Some postoperative recurrences have been reported. Lin et al documented a case of recurrent vitreous opacification within 3 weeks following surgery, which was attributed to the incomplete excision of proliferative membranes containing Toxocara larvae during the initial PPV [17]. Fonseca et al similarly reported delayed development of a secondary macular granuloma 1 year after treatment with combined systemic albendazole and corticosteroids, suggesting possible larval reactivation or migration [18]. In contrast, granulomatous progression in our case occurred at 5 months. We suspect this delay may be related to the use of scleral buckling rather than PPV, which likely minimized opportunities for retinal injuries and larval displacement.
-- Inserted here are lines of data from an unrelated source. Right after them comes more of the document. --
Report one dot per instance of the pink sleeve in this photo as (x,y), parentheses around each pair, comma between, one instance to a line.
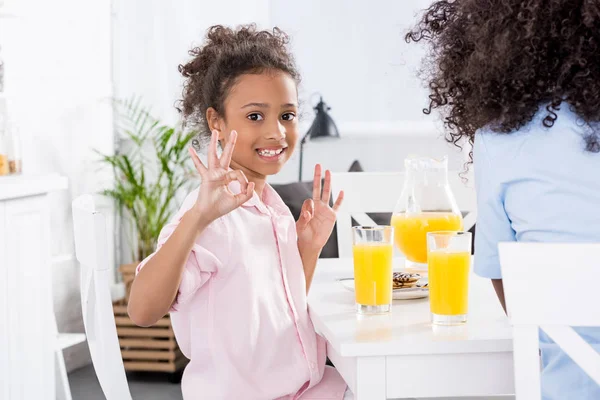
(202,261)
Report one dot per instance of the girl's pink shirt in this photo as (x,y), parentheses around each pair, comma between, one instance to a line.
(241,315)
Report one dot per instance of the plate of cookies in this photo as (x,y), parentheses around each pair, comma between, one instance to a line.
(406,286)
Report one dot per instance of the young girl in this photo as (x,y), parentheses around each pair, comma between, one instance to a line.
(521,79)
(233,267)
The progressive granuloma observed suggests that the postoperative inflammation may not only depend on the surgical procedure but also reflect persistent intraocular antigenic stimulation or unrecognized larval migration, consistent with findings by Ahn et al, who reported continuous or intermittent larval movement in 16.1% of individuals with ocular toxocariasis [19].
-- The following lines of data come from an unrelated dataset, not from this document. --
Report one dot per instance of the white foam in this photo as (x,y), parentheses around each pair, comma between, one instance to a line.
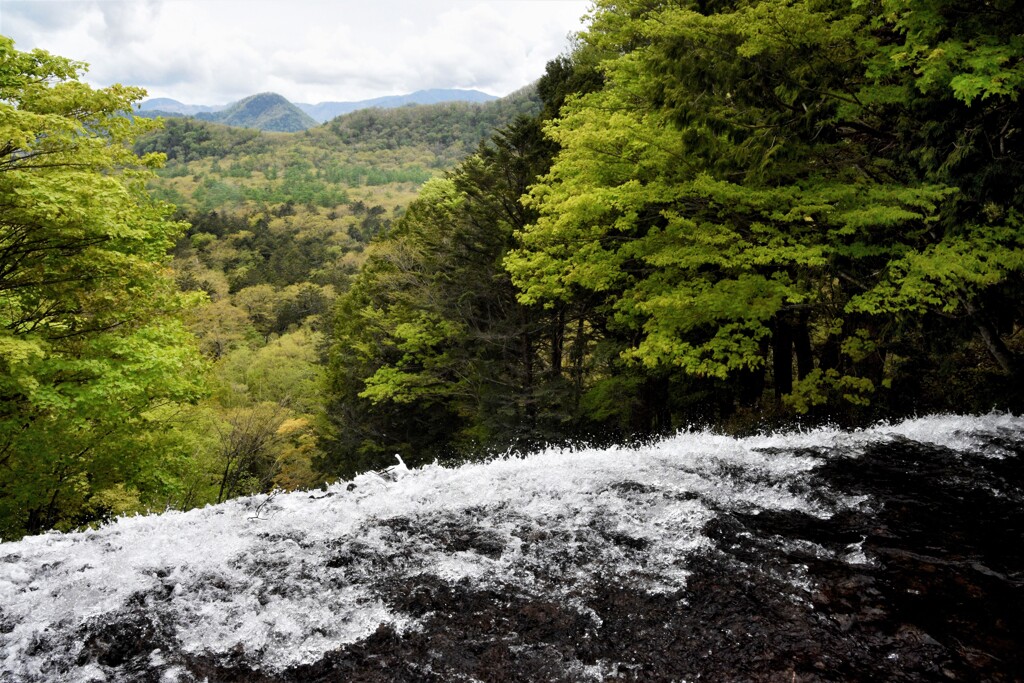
(568,519)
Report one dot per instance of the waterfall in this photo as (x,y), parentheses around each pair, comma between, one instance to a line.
(889,553)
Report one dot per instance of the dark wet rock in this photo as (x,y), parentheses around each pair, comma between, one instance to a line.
(909,569)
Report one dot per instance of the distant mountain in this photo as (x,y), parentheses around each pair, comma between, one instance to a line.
(168,105)
(266,111)
(270,112)
(327,111)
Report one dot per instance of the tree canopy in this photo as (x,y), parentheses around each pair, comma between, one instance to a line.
(91,345)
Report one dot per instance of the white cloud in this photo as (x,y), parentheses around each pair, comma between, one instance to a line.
(213,51)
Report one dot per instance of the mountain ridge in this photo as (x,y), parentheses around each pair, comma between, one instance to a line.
(289,117)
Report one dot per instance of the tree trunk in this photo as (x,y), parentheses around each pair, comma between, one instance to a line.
(781,347)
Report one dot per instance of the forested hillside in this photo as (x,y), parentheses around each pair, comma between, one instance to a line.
(744,213)
(740,213)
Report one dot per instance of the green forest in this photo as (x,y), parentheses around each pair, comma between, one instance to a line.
(739,214)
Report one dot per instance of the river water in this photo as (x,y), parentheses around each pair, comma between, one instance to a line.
(894,553)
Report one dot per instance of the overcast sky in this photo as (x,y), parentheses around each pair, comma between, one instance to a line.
(217,51)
Considering that our patient presented with only tractional retinal detachment preoperatively, without obvious vitreous inflammation, oral corticosteroids were not administered during the perioperative period due to the lack of definitive inflammatory manifestation. Moreover, according to the literature, ocular toxocariasis is primarily characterized by a proliferative immune response of the host to larval antigens rather than the presence of viable worms [5]. Therefore, we did not prescribe systemic anti-parasitic therapy either preoperatively or perioperatively. Five months after the operation, the patient developed progressive granuloma and vitreous inflammation. We reviewed the literature again and then suspected active parasitic infection or disease recurrence. In accordance with the suggestions in the literature, systemic corticosteroids combined with albendazole were initiated, resulting in successful control of the vitritis and prevention of further granuloma progression. This outcome was consistent with previous studies in which corticosteroids and albendazole were efficient in managing ocular toxocariasis, especially in the case of active or recurrent inflammation [15,19–21].

This case underscores the potential for ocular toxocariasis presenting with subretinal proliferative fibrous bands to masquerade as chronic rhegmatogenous retinal detachment, emphasizing the imperative for clinicians to distinguish them. To some extent, scleral buckling may be more effective than PPV in the reattachment of retinal detachment caused by ocular toxocariasis and can delay the occurrence of postoperative inflammation.

Conclusions

This case highlights that ocular toxocariasis can masquerade as chronic rhegmatogenous retinal detachment and may demonstrate delayed granulomatous progression even after successful scleral buckling. Anatomical reattachment alone does not exclude ongoing immunologic activity. Because clinical manifestations may be nonspecific, serologic testing – including assessment of the GWC – is essential for accurate diagnosis. While scleral buckling may be prioritized to address proliferative retinal changes, persistent or recurrent inflammation warrants timely adjunctive systemic anti-inflammatory and antiparasitic therapy. Prolonged follow-up is critical to detect recurrence early and to optimize long-term visual outcomes.